Vooral dat laatste is vervelend. Als tiener wil je er juist ouder uitzien, zodat je naar discotheken kan waar je eigenlijk nog niet in mag en zodat je alcohol kan drinken als je daar eigenlijk de leeftijd nog niet voor hebt. Dat gaat niet als iedereen denkt dat je minstens twee jaar jonger bent dan je echte leeftijd. Wat helemaal erg is als mensen tegen me zeggen: ‘Wat ben je schattig!’ Ik wil al sinds mijn tiende niet meer schattig gevonden worden, ik ben geen kleuter meer! En als ik heel veel aankom, lijk ik net een Michelin-mannetje, terwijl iemand met een lengte van één meter zeventig wel héél veel moet eten, wil dat het geval zijn.

Meestal gingen we vroeger met basisschool op schoolreisje naar één of ander pretpark. Hartstikke leuk natuurlijk, maar wat minder was, was dat ik som te klein was om in een attractie te mogen, waar de meeste van mijn klasgenoten wel in konden.

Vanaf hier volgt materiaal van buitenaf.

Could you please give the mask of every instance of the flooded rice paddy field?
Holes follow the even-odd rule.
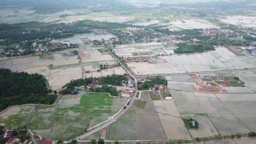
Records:
[[[225,18],[221,19],[221,21],[226,24],[251,27],[256,26],[255,22],[256,16],[227,16],[224,17]]]
[[[165,62],[149,64],[131,62],[127,64],[139,75],[171,74],[254,68],[256,58],[237,56],[226,48],[218,47],[215,51],[202,53],[173,55],[158,57]]]
[[[171,21],[170,24],[172,25],[163,29],[168,28],[170,30],[177,31],[184,29],[219,28],[210,21],[200,19],[192,19]]]
[[[165,76],[165,77],[168,81],[168,88],[173,90],[213,93],[251,93],[256,91],[256,72],[255,70],[252,69],[224,72],[208,72],[197,74],[197,76],[193,78],[193,75]],[[205,81],[202,78],[205,77],[210,77],[210,80]],[[244,83],[244,86],[224,85],[221,83],[217,83],[216,82],[218,80],[212,81],[213,78],[218,77],[239,77]],[[209,83],[211,85],[208,85]]]
[[[0,115],[0,123],[12,128],[26,125],[46,139],[69,140],[119,110],[127,101],[120,98],[101,93],[63,96],[52,106],[11,107]]]
[[[92,49],[91,46],[88,49]],[[28,73],[38,73],[43,75],[48,80],[53,90],[59,90],[62,86],[71,80],[76,80],[86,77],[99,77],[109,75],[123,75],[125,71],[120,67],[99,70],[100,64],[111,65],[117,63],[109,54],[101,54],[96,49],[86,50],[85,47],[79,48],[80,55],[83,62],[85,71],[91,72],[83,73],[77,56],[65,56],[60,53],[53,54],[52,59],[40,59],[39,56],[24,57],[0,60],[0,68],[9,69],[13,71],[26,72]],[[66,49],[70,52],[77,48]],[[53,67],[48,67],[49,65]]]

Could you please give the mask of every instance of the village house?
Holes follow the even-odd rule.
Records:
[[[5,142],[5,144],[12,144],[14,141],[14,139],[10,138],[8,139],[7,141]]]
[[[107,131],[105,130],[102,130],[101,132],[101,136],[100,138],[103,139],[106,139],[107,136]]]
[[[12,133],[12,131],[10,131],[8,132],[6,132],[4,135],[3,136],[3,138],[9,139],[11,136],[11,134]]]
[[[125,90],[122,93],[123,97],[130,97],[133,94],[134,91],[131,90]]]

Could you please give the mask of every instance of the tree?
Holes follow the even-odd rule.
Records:
[[[95,139],[91,139],[91,144],[96,144],[96,140]]]
[[[61,140],[59,140],[59,141],[58,141],[57,144],[61,144],[61,143],[62,143],[62,142],[63,142],[63,141],[62,141]]]
[[[98,144],[104,144],[104,140],[100,139],[99,140],[99,141],[98,141]]]

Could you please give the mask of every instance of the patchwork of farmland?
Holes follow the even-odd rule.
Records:
[[[46,139],[67,140],[116,112],[127,101],[119,98],[101,93],[64,96],[52,106],[11,107],[0,115],[0,123],[5,128],[26,126]]]

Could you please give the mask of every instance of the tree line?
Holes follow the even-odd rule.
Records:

Vooral op verjaardagen wordt er vaak de nadruk op mijn ‘handicap’ gelegd. Tegen mijn broertje wordt volmondig: ‘Wat ben je gegroeid!’ gezegd, terwijl ik me de laatste keer dat iemand dat tegen mij zei niet meer kan herinneren. En natuurlijk de onvermijdelijke:
‘Jij gaat na de vakantie toch naar de vierde?’
’Eh nee, de vijfde.’
En ook al lach ik om de vergissingen, treiterijen en bijnamen (ik heb geen zin om dan met mijn chagrijnige kop meteen de sfeer te verpesten), het blijft vervelend. Als je dik bent, kun je afvallen, maar ik zal zelfs met hakken aan nog klein zijn.

Alleen maar treurigheid, dat klein zijn? Nee, dat niet. Op mijn veertigste zal iedereen denken dat ik vijfendertig ben. Ik kan in een grote menigte overal tussendoor glippen (handig bij een concert!) en omdat mensen verwachten dat ik vanwege mijn lengte niet sterk ben, zorgt dat voor een verrassingseffect in een gevecht, als blijkt dat ik wel degelijk een zekere kracht bezit.
Bovendien schijnt Orlando Bloom op kleine vrouwen te vallen!